Once compromised, software is installed on that device that can kick off a variety of attacks as described in the source code, such as UDP or ACK flooding, DNS water torture, HTTP request flooding, and other volume-based attacks.

In the most recent attack, Dyn's services were knocked offline. Since Dyn provided DNS services exclusively for some major services, that meant that we could no longer figure out "where" on the Internet these services lived.

How big is Mirai?

Given the vagaries of internet-wide scanning, it's hard to say how many devices were involved in the Mirai botnet, but the order of magnitude looks to be in the hundreds of thousands range. For a sense of scale, we can look at the recent scans from the National Exposure Index, where we found 15 million apparent telnet servers. We also peeked at a recent Sonar scan of HTTPS certificates, where we found about 315,000 web servers providing a certificate associated with Dahua Technologies, one of the vendors of video surveillance systems that was targeted in the attack. Not all of these telnet servers or video systems are going to be vulnerable, and there are other vendors associated with the attack, but this "hundreds of thousands" figure seems about right.

With all these compromised and compromisable devices, Mirai is capable of sustaining hundreds of gigabytes per second of traffic against a chosen target.

What's Being Done to Fix This?

For this immediate issue, it looks like the heroic engineers at Dyn have been busy reconfiguring their routing in order to be able to weather further attacks. At the same time, their downstream customers are implementing more robust fall-back strategies with other DNS providers. This is not a vote of no confidence against Dyn, of course; disasters and outages happen, and it's only prudent for name-brand services to have fall-backs like this in place.

The fundamental problem of having many, many thousands of insecure devices on the internet remains an issue, though. BCP38 describes techniques for filtering traffic at the edge of an Internet Service Provider's network, which helps defend against DoS attack schemes that generate packets with forged source addresses, but this isn't particularly helpful against the threat demonstrated by Mirai.

What Can I Do?

First and foremost, you should not be exposing your telnet ports to the internet. Period. Full stop. End of story.

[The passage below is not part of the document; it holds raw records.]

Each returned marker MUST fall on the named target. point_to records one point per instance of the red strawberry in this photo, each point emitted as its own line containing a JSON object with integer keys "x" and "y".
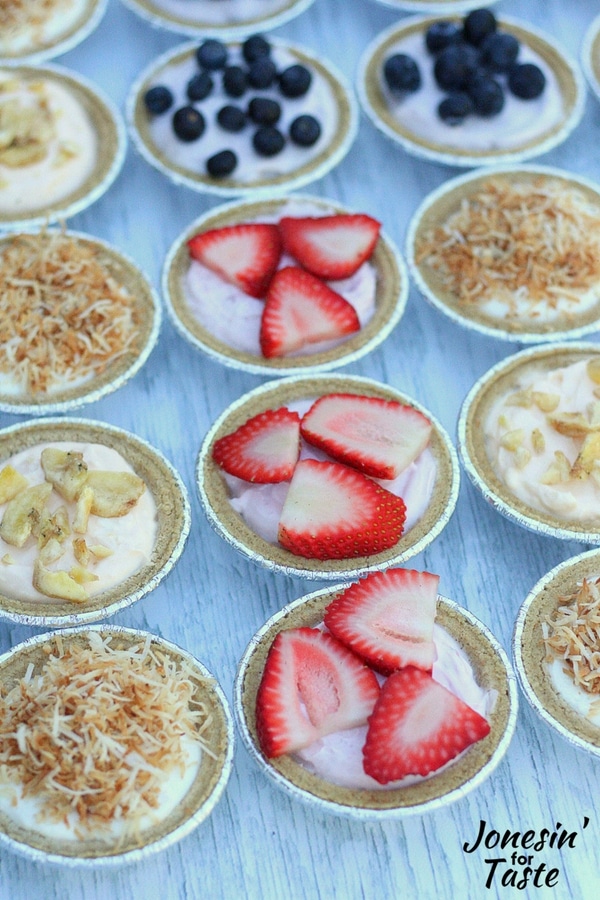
{"x": 299, "y": 310}
{"x": 387, "y": 619}
{"x": 246, "y": 255}
{"x": 333, "y": 512}
{"x": 330, "y": 246}
{"x": 417, "y": 726}
{"x": 264, "y": 449}
{"x": 378, "y": 437}
{"x": 311, "y": 686}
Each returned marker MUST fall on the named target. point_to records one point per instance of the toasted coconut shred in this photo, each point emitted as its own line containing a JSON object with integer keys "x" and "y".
{"x": 93, "y": 734}
{"x": 63, "y": 316}
{"x": 526, "y": 244}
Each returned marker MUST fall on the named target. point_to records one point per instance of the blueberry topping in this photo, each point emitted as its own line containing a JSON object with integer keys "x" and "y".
{"x": 401, "y": 73}
{"x": 199, "y": 86}
{"x": 188, "y": 123}
{"x": 295, "y": 81}
{"x": 268, "y": 141}
{"x": 254, "y": 47}
{"x": 264, "y": 111}
{"x": 231, "y": 118}
{"x": 158, "y": 99}
{"x": 526, "y": 81}
{"x": 212, "y": 54}
{"x": 221, "y": 164}
{"x": 305, "y": 131}
{"x": 234, "y": 81}
{"x": 441, "y": 35}
{"x": 262, "y": 73}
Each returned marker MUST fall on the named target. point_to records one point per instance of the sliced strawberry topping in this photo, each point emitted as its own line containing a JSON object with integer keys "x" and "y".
{"x": 333, "y": 512}
{"x": 387, "y": 618}
{"x": 311, "y": 686}
{"x": 379, "y": 437}
{"x": 246, "y": 255}
{"x": 330, "y": 246}
{"x": 417, "y": 726}
{"x": 264, "y": 449}
{"x": 301, "y": 310}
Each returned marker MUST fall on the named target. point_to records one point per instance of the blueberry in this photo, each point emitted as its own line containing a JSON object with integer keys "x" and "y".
{"x": 487, "y": 95}
{"x": 478, "y": 24}
{"x": 199, "y": 86}
{"x": 254, "y": 47}
{"x": 212, "y": 54}
{"x": 401, "y": 73}
{"x": 268, "y": 141}
{"x": 264, "y": 111}
{"x": 454, "y": 108}
{"x": 294, "y": 81}
{"x": 305, "y": 130}
{"x": 499, "y": 51}
{"x": 441, "y": 35}
{"x": 221, "y": 164}
{"x": 231, "y": 118}
{"x": 455, "y": 66}
{"x": 234, "y": 81}
{"x": 158, "y": 99}
{"x": 526, "y": 81}
{"x": 188, "y": 123}
{"x": 262, "y": 73}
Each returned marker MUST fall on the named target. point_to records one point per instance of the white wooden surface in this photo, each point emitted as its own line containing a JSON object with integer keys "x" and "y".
{"x": 258, "y": 843}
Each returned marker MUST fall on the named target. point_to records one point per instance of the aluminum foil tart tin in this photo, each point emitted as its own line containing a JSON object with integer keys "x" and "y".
{"x": 447, "y": 201}
{"x": 390, "y": 300}
{"x": 570, "y": 89}
{"x": 113, "y": 374}
{"x": 214, "y": 494}
{"x": 492, "y": 671}
{"x": 226, "y": 19}
{"x": 173, "y": 519}
{"x": 510, "y": 375}
{"x": 529, "y": 653}
{"x": 203, "y": 795}
{"x": 335, "y": 141}
{"x": 34, "y": 49}
{"x": 110, "y": 134}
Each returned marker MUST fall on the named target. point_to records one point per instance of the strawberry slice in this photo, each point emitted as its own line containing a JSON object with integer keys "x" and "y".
{"x": 417, "y": 726}
{"x": 333, "y": 512}
{"x": 299, "y": 310}
{"x": 264, "y": 449}
{"x": 311, "y": 686}
{"x": 387, "y": 619}
{"x": 245, "y": 255}
{"x": 378, "y": 437}
{"x": 333, "y": 246}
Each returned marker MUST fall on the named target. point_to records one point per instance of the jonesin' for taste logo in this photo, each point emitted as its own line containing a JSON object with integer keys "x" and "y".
{"x": 514, "y": 862}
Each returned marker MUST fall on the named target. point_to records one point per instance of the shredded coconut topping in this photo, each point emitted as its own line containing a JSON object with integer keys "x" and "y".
{"x": 533, "y": 242}
{"x": 95, "y": 732}
{"x": 63, "y": 316}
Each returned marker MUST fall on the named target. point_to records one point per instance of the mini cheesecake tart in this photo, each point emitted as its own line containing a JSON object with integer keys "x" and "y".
{"x": 106, "y": 558}
{"x": 522, "y": 130}
{"x": 186, "y": 795}
{"x": 490, "y": 669}
{"x": 106, "y": 304}
{"x": 555, "y": 635}
{"x": 224, "y": 19}
{"x": 488, "y": 250}
{"x": 36, "y": 30}
{"x": 527, "y": 438}
{"x": 328, "y": 98}
{"x": 380, "y": 289}
{"x": 435, "y": 484}
{"x": 63, "y": 144}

It doesn't matter how much you think you need unfettered access to telnet over the internet, you need to stop it. Now. There are much better alternative protocols, such as SSH for shell access, and HTTPS for GUI-based control, both of which offer modern security features like encryption and mutual authentication. Don't merely change your telnet access credentials; stop using them, and make it impossible for others to control your network bandwidth via telnet.

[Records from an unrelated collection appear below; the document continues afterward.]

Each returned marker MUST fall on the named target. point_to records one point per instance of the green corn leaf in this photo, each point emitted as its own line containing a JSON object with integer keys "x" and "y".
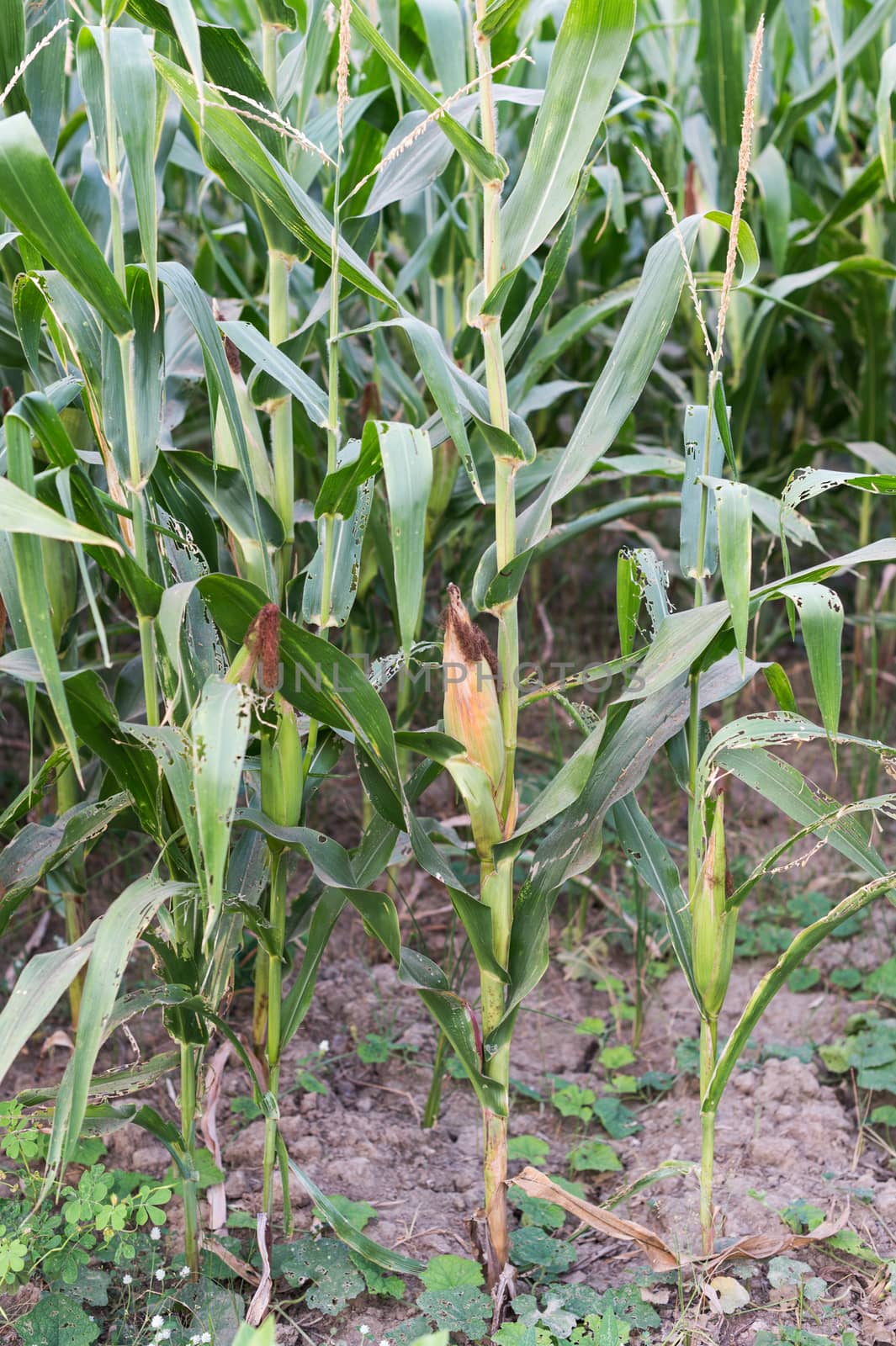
{"x": 743, "y": 749}
{"x": 627, "y": 602}
{"x": 406, "y": 462}
{"x": 31, "y": 585}
{"x": 23, "y": 513}
{"x": 114, "y": 935}
{"x": 498, "y": 15}
{"x": 134, "y": 92}
{"x": 586, "y": 64}
{"x": 884, "y": 114}
{"x": 318, "y": 679}
{"x": 282, "y": 369}
{"x": 576, "y": 840}
{"x": 327, "y": 858}
{"x": 343, "y": 1228}
{"x": 298, "y": 999}
{"x": 98, "y": 727}
{"x": 188, "y": 29}
{"x": 195, "y": 306}
{"x": 564, "y": 787}
{"x": 721, "y": 80}
{"x": 821, "y": 619}
{"x": 704, "y": 457}
{"x": 13, "y": 50}
{"x": 38, "y": 205}
{"x": 348, "y": 536}
{"x": 444, "y": 29}
{"x": 262, "y": 175}
{"x": 611, "y": 401}
{"x": 112, "y": 1084}
{"x": 826, "y": 828}
{"x": 218, "y": 737}
{"x": 38, "y": 848}
{"x": 654, "y": 865}
{"x": 687, "y": 636}
{"x": 487, "y": 167}
{"x": 226, "y": 491}
{"x": 40, "y": 983}
{"x": 795, "y": 955}
{"x": 734, "y": 516}
{"x": 770, "y": 172}
{"x": 826, "y": 80}
{"x": 90, "y": 77}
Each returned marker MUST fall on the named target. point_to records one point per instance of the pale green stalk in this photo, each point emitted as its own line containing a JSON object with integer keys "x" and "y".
{"x": 496, "y": 886}
{"x": 278, "y": 917}
{"x": 332, "y": 439}
{"x": 278, "y": 333}
{"x": 188, "y": 1130}
{"x": 694, "y": 841}
{"x": 125, "y": 347}
{"x": 66, "y": 798}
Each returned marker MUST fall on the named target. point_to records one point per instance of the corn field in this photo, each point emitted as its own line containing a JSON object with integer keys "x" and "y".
{"x": 447, "y": 634}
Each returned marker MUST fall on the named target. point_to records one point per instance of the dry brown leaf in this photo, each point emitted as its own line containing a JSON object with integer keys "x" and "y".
{"x": 759, "y": 1247}
{"x": 655, "y": 1249}
{"x": 215, "y": 1195}
{"x": 237, "y": 1264}
{"x": 262, "y": 1299}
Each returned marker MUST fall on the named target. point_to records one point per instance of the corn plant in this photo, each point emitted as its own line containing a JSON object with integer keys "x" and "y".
{"x": 242, "y": 430}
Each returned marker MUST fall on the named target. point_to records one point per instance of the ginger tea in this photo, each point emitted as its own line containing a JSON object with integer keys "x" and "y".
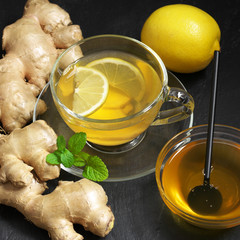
{"x": 133, "y": 85}
{"x": 184, "y": 170}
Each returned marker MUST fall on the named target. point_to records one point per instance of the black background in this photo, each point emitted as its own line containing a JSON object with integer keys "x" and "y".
{"x": 139, "y": 211}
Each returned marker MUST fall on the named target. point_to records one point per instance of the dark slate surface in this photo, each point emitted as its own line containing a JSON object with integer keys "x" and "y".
{"x": 140, "y": 212}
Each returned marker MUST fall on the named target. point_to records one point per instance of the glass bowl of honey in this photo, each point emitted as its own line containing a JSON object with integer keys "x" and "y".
{"x": 180, "y": 167}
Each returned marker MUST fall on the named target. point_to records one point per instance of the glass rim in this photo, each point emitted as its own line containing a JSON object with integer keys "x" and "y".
{"x": 117, "y": 120}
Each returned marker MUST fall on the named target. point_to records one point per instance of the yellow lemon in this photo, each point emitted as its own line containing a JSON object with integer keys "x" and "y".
{"x": 184, "y": 36}
{"x": 122, "y": 75}
{"x": 91, "y": 90}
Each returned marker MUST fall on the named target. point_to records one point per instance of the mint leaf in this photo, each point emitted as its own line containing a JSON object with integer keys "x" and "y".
{"x": 95, "y": 169}
{"x": 81, "y": 159}
{"x": 77, "y": 142}
{"x": 52, "y": 159}
{"x": 67, "y": 158}
{"x": 61, "y": 143}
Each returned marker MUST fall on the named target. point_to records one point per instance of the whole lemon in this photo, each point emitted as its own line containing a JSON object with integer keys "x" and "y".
{"x": 184, "y": 36}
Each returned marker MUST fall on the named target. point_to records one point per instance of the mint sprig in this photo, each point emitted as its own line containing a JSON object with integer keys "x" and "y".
{"x": 71, "y": 154}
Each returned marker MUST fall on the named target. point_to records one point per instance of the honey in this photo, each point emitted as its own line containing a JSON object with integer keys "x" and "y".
{"x": 184, "y": 170}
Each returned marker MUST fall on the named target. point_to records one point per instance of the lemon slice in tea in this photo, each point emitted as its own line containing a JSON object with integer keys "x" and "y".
{"x": 122, "y": 75}
{"x": 91, "y": 90}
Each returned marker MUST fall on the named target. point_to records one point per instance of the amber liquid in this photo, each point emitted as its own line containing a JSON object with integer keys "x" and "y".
{"x": 184, "y": 170}
{"x": 118, "y": 104}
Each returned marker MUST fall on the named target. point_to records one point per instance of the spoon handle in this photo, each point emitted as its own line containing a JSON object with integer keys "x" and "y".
{"x": 211, "y": 119}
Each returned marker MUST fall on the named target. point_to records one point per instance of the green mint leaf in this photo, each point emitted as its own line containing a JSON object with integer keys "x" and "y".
{"x": 81, "y": 159}
{"x": 61, "y": 143}
{"x": 67, "y": 158}
{"x": 79, "y": 162}
{"x": 95, "y": 169}
{"x": 77, "y": 142}
{"x": 52, "y": 158}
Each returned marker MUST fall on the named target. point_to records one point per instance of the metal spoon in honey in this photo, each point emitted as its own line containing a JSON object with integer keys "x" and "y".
{"x": 206, "y": 199}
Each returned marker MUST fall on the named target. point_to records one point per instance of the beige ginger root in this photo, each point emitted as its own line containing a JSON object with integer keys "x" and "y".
{"x": 26, "y": 149}
{"x": 82, "y": 202}
{"x": 32, "y": 45}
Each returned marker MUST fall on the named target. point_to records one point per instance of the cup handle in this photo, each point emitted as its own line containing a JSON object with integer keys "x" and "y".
{"x": 184, "y": 108}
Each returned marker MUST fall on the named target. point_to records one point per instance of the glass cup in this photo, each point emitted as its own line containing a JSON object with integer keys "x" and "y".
{"x": 127, "y": 132}
{"x": 179, "y": 169}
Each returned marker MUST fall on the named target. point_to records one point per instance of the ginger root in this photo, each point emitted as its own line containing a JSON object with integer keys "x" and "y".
{"x": 26, "y": 149}
{"x": 83, "y": 202}
{"x": 32, "y": 45}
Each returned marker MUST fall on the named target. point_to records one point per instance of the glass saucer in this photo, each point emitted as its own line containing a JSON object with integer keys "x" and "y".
{"x": 135, "y": 163}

If you rely on a cloud service — and who doesn't, these days — then you should find out what their redundancy plans are in the event of not only an attack on their infrastructure, but an attack on their upstream providers. Reputable providers are quite forthcoming with sharing this information with their customers, and usually publish real-time status pages, like this one.

The Post-Mirai Reality

Unfortunately, the cost associated with exposing insecure devices is not just borne by the operators of these devices. While it may be creepy to know that anonymous, internet-based attackers can access your home or office camera feeds, the attacker in this case was not interested in those video streams at all. Instead, the attacker only cared about the processing power and network bandwidth of the vulnerable device.

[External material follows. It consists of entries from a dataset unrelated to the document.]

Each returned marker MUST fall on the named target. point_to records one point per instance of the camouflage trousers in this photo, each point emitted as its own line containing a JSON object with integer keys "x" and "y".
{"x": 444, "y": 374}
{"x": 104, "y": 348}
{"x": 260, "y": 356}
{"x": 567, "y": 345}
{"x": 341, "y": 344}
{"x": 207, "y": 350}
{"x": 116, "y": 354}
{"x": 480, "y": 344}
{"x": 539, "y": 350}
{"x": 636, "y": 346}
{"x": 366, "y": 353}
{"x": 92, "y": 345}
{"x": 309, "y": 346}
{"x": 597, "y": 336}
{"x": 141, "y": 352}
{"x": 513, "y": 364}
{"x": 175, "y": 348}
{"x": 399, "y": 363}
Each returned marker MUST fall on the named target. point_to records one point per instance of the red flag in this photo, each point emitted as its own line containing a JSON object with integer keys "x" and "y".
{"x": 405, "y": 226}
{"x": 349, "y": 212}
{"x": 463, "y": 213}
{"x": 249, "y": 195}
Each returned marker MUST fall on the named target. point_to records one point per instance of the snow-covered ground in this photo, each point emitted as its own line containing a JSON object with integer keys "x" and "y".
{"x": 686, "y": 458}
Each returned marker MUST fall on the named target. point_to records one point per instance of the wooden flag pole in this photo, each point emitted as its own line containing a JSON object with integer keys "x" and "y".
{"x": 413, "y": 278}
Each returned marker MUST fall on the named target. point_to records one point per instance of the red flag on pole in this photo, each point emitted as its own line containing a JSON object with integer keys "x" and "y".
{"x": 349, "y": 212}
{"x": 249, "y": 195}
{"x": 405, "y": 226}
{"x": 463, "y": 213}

Solving for externalities like this is extremely difficult, but given our track record, we know that technology professionals are pretty gifted at coming up with novel solutions to seemingly intractable problems. I'm confident we can come up with a solution that protects IoT devices, protects the rest of the network from those IoT devices, and still manages to preserve the open and distributed nature of the internet.